Service, Robert William (1874-1958), was a Canadian poet known for his lively ballads about frontier life in the territory of Yukon. Many of his ballads also describe the beauty of Yukon.
Service was born on Jan. 16, 1874, in Preston, England, and grew up in Glasgow, Scotland. He moved to Canada in 1894 and held various jobs in the Canadian and American West. In 1902, he moved to Yukon and worked as a bank clerk in Dawson and Whitehorse, where he gained material for his ballads.
Service’s first book of verse, Songs of a Sourdough (1907), also published as The Spell of the Yukon, was an immediate success. This book included his best-known ballads, “The Shooting of Dan McGrew” and “The Cremation of Sam McGee.” They portray the hardship and violence of life in Yukon during the gold rush of the late 1890’s. Service wrote several other books of verse. He also wrote six novels, which were not as successful as his ballads.
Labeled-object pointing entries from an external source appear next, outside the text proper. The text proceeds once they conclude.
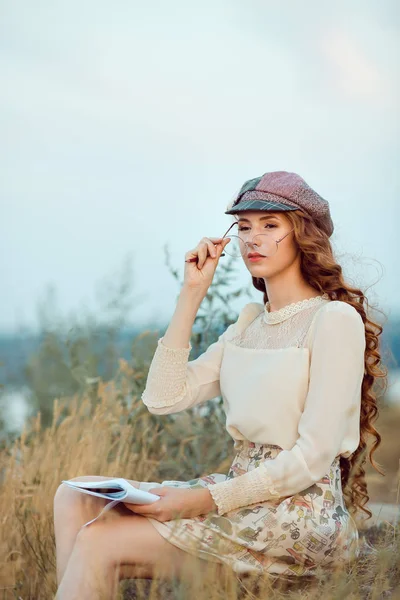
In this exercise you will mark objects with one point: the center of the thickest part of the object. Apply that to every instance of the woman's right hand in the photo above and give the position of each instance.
(199, 276)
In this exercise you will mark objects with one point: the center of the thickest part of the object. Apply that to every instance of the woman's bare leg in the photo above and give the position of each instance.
(71, 510)
(107, 551)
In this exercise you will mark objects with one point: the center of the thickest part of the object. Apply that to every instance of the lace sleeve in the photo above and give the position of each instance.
(174, 383)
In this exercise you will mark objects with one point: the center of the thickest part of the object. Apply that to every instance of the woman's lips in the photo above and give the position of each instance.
(256, 258)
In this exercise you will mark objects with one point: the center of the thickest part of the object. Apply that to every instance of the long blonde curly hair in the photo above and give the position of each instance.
(320, 269)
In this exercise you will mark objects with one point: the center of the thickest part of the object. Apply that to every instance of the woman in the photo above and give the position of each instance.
(295, 373)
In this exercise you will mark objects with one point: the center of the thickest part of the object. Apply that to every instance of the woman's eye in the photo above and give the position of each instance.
(247, 228)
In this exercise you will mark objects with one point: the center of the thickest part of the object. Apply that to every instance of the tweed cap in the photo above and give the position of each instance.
(279, 191)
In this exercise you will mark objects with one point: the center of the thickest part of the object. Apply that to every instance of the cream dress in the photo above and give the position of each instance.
(291, 387)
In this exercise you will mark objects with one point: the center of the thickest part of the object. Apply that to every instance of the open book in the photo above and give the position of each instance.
(116, 490)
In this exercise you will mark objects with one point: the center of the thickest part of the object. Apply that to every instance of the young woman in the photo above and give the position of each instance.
(295, 373)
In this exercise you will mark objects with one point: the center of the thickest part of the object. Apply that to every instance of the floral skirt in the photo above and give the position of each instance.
(290, 535)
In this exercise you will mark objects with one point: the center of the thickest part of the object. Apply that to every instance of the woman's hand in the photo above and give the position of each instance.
(176, 503)
(199, 275)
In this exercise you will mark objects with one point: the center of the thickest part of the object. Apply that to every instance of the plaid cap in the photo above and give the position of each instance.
(279, 191)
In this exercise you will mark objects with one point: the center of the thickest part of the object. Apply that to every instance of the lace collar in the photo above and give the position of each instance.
(289, 310)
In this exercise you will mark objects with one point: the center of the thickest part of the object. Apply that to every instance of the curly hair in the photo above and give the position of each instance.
(320, 269)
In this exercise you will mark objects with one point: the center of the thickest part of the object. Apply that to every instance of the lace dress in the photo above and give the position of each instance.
(284, 515)
(291, 387)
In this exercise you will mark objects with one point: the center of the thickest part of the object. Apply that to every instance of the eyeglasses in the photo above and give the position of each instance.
(238, 244)
(265, 243)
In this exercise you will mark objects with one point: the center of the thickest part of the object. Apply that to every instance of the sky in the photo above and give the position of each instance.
(126, 126)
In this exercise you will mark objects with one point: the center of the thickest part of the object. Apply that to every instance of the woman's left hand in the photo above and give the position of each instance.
(175, 503)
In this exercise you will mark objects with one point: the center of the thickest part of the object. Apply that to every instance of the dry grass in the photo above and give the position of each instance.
(100, 434)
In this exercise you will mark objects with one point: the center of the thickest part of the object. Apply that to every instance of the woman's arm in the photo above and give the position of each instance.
(334, 396)
(174, 383)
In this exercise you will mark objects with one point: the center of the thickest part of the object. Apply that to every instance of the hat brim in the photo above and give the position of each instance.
(259, 205)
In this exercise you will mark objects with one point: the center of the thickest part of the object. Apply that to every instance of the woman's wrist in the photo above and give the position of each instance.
(207, 501)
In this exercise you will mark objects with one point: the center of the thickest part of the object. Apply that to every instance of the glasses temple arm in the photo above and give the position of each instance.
(230, 227)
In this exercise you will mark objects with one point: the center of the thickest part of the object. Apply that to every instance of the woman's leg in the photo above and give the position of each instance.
(71, 510)
(126, 547)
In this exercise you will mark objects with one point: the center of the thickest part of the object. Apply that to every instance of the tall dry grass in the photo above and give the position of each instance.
(108, 431)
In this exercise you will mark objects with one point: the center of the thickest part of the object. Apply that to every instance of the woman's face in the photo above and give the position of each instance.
(276, 224)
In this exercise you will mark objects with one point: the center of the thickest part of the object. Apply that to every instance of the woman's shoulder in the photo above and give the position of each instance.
(250, 311)
(337, 314)
(339, 306)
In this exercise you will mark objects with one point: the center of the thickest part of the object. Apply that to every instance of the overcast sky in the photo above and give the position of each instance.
(128, 125)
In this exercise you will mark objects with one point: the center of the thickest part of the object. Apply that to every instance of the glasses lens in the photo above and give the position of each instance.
(262, 243)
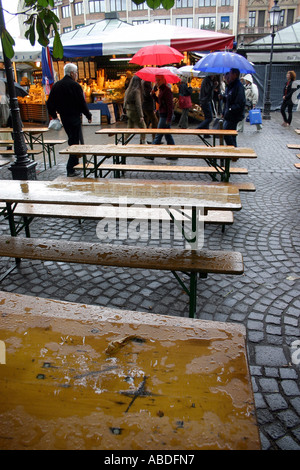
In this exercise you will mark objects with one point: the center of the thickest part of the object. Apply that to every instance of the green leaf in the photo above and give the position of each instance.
(58, 50)
(7, 43)
(42, 35)
(153, 4)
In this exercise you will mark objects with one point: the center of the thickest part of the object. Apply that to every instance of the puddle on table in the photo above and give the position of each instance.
(74, 385)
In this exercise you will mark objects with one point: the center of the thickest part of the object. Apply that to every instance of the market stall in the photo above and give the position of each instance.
(102, 58)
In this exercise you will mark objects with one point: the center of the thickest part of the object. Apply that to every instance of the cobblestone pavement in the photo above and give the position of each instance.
(266, 299)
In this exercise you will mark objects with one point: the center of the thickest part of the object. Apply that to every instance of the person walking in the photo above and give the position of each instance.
(205, 100)
(133, 105)
(251, 95)
(67, 99)
(234, 109)
(185, 103)
(165, 110)
(287, 102)
(150, 117)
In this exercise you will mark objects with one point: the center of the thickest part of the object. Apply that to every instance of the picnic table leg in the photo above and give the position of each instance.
(193, 295)
(227, 170)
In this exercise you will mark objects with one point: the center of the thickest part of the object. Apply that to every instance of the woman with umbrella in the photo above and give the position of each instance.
(133, 105)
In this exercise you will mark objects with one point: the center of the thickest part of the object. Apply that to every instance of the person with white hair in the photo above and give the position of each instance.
(67, 99)
(251, 93)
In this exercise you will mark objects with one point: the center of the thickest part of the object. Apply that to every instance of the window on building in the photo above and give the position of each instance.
(224, 22)
(65, 11)
(282, 15)
(141, 6)
(163, 21)
(96, 6)
(290, 17)
(184, 22)
(207, 23)
(252, 18)
(117, 5)
(78, 8)
(184, 4)
(261, 19)
(207, 3)
(137, 22)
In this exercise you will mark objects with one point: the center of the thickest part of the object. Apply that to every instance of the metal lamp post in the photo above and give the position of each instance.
(274, 22)
(23, 168)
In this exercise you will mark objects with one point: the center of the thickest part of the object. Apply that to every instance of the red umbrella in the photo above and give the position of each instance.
(149, 73)
(158, 54)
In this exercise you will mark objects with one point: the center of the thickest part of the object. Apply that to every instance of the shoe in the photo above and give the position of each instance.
(71, 174)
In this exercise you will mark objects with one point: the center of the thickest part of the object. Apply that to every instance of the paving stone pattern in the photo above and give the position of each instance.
(266, 299)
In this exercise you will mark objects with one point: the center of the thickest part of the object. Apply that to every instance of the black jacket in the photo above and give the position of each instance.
(235, 102)
(67, 99)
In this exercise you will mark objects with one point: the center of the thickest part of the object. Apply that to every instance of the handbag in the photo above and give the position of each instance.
(55, 125)
(255, 116)
(185, 102)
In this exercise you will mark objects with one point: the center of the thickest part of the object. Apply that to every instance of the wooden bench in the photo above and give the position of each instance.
(159, 168)
(242, 186)
(43, 387)
(29, 211)
(191, 262)
(32, 152)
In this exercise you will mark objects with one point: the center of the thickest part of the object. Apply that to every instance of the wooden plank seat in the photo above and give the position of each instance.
(160, 168)
(191, 262)
(50, 148)
(58, 354)
(242, 186)
(100, 212)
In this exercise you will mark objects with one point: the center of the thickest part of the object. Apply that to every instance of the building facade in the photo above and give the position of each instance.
(247, 20)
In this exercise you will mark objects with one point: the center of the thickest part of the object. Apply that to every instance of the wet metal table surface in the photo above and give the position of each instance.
(86, 377)
(118, 192)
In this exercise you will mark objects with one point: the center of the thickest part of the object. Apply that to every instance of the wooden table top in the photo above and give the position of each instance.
(85, 377)
(29, 130)
(180, 151)
(215, 132)
(118, 192)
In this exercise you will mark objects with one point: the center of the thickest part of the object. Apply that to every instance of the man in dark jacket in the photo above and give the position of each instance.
(67, 99)
(165, 108)
(205, 100)
(235, 101)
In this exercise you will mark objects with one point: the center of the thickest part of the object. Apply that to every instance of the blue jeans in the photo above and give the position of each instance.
(162, 124)
(230, 139)
(208, 116)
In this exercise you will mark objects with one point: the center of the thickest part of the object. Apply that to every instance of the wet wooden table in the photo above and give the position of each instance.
(85, 377)
(99, 153)
(122, 193)
(125, 135)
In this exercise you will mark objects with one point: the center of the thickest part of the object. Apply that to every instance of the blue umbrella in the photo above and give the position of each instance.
(222, 62)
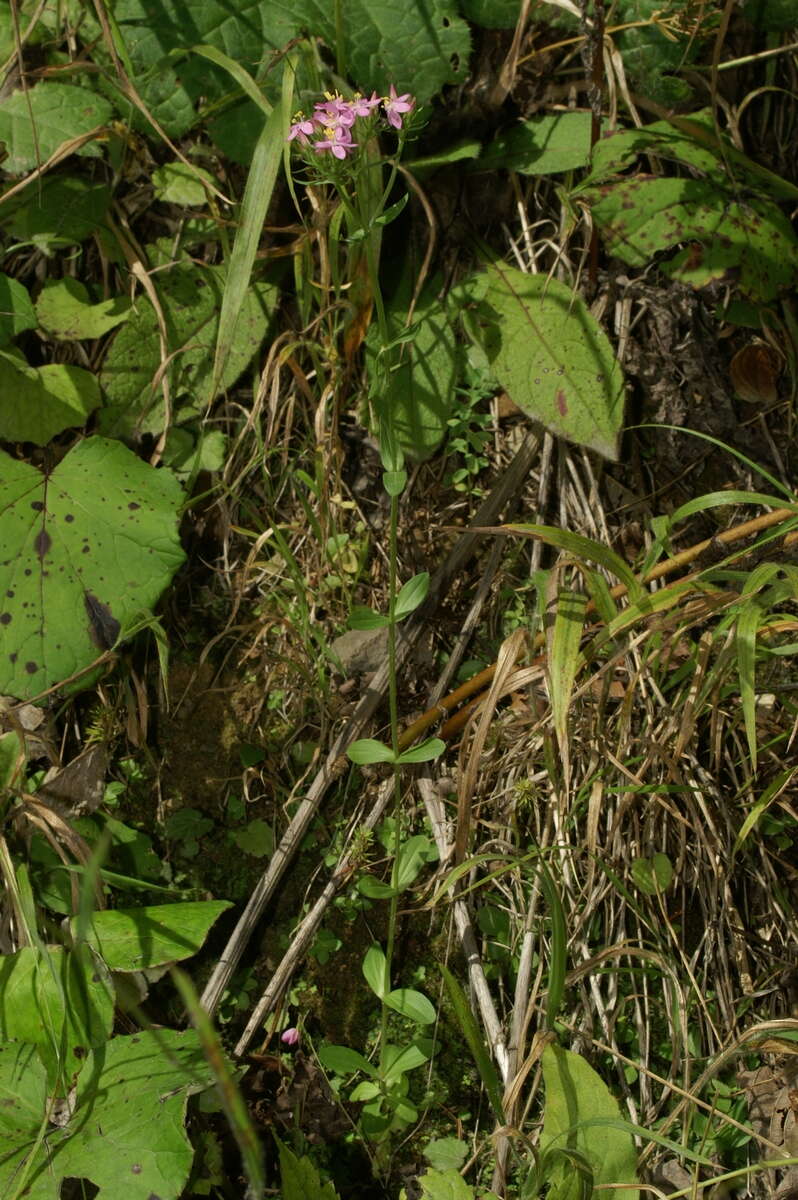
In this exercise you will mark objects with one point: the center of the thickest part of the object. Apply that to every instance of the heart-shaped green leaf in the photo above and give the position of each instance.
(87, 551)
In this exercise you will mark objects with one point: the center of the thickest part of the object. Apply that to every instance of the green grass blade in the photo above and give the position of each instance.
(749, 619)
(473, 1036)
(766, 799)
(723, 499)
(235, 1110)
(243, 77)
(563, 660)
(257, 196)
(723, 445)
(583, 549)
(558, 957)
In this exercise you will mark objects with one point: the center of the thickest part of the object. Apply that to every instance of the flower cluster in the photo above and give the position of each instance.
(334, 119)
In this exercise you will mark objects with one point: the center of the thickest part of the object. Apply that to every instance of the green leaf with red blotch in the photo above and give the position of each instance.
(550, 354)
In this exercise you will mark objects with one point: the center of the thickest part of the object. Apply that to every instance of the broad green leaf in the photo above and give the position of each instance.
(552, 357)
(394, 481)
(373, 969)
(16, 310)
(191, 298)
(543, 145)
(39, 402)
(445, 1185)
(424, 753)
(88, 549)
(447, 1153)
(750, 243)
(418, 391)
(492, 13)
(413, 1005)
(257, 838)
(192, 449)
(299, 1179)
(413, 857)
(61, 1001)
(121, 1138)
(575, 1095)
(375, 888)
(343, 1061)
(366, 618)
(367, 750)
(653, 875)
(66, 312)
(150, 936)
(419, 48)
(60, 210)
(473, 1035)
(35, 123)
(399, 1060)
(179, 184)
(412, 594)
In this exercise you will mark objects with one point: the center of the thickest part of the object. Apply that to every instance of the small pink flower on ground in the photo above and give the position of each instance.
(363, 107)
(395, 106)
(335, 112)
(301, 130)
(339, 142)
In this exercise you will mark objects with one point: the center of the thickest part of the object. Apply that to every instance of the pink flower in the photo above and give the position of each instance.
(335, 112)
(397, 105)
(339, 142)
(363, 107)
(303, 129)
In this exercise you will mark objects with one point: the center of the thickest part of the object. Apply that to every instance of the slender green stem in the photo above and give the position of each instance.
(393, 706)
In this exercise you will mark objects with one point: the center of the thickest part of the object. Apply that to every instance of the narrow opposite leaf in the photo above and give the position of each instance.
(257, 196)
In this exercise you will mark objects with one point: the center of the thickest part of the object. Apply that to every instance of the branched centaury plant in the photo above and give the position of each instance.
(337, 144)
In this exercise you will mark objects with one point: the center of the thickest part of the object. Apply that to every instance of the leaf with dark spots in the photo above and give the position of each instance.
(42, 543)
(753, 244)
(82, 564)
(103, 627)
(552, 357)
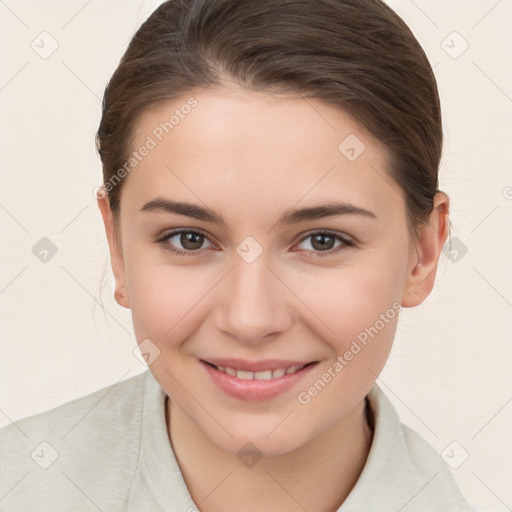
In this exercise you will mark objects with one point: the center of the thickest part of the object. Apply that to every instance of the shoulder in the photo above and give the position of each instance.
(407, 471)
(67, 454)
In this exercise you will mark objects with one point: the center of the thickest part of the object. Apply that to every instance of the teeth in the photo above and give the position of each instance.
(264, 375)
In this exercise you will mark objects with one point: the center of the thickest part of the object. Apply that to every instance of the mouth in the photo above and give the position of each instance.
(256, 382)
(268, 374)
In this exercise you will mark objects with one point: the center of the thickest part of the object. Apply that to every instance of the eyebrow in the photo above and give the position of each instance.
(291, 216)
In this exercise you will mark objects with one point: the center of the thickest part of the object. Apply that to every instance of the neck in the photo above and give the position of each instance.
(318, 475)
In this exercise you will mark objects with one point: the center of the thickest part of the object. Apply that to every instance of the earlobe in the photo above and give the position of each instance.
(427, 250)
(115, 249)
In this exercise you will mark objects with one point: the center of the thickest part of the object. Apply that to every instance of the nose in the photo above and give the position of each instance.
(255, 304)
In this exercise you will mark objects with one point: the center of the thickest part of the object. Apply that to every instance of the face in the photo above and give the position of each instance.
(256, 276)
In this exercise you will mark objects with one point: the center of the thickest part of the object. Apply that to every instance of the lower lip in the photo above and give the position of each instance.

Service left Yukon in 1912 and traveled extensively. In Rhymes of a Red Cross Man (1916), he described his experiences as an ambulance driver during World War I. He spent most of his later life in France and died there on Sept. 11, 1958. Service wrote a two-volume autobiography, Ploughman of the Moon: An Adventure into Memory (1945) and Harper of Heaven: A Record of Radiant Living (1948).